About 30 people came to participate. After observing and taking note of the setups out there, I’ve made a special list for my readers. If it seems like some are inside jokes that’s because they are. I guess you’ll just have to come next year 😀
Get Rad’s Bike Polo Success Suggestion List:
-RECOMMENDED equipment for (amateur) hardcourt (pavement) bike polo: knee/shinny pads, bike gloves, helmet and any of the above mentioned impromptu polo instruments
-apparently a paddle is better than a hockey stick (yeah, you read right)
-in a pinch, a set of cheap golf clubs will do
-a team of hot girls might be enough to distract men from their usual tendency of competitiveness
-don’t count on ANYONE to keep score, everyone is too busy having fun
-dogs and balls usually never mix so most pooches are left at home unless under the height of 15 inches
-horses are much bigger than bikes and cost less to feed, why wasn’t it bike polo first?
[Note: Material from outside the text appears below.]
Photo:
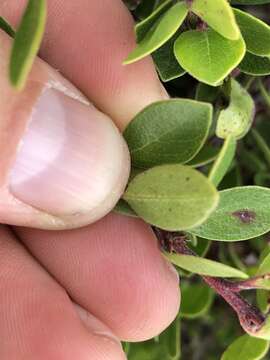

-cruisers will do but a mtn bike is definitely an advantage
-hip checks are still possible even on bikes
-never play bike polo with a bike that is too tall for you for obvious reasons
-intentional stick to the spokes is just bad form
-being Chilean is apparently an advantage
-stick handling is probably optimistic at best, even with a legit hockey stick
-the best setup you could have is a ski pole with a piece of black plastic plumbers pipe attached to the bottom (these are specialty instruments so far only owned by the originators who of course have it dialed- a wedding present this past year!)
-sun+bikes+polo+spirits+good people=best time of your life
Thanks to the Leaheys for putting this on every year for the last couple. Sunny day, late night, crappy bike or not it will always be the most randomly sensational time you can have in a parking lot.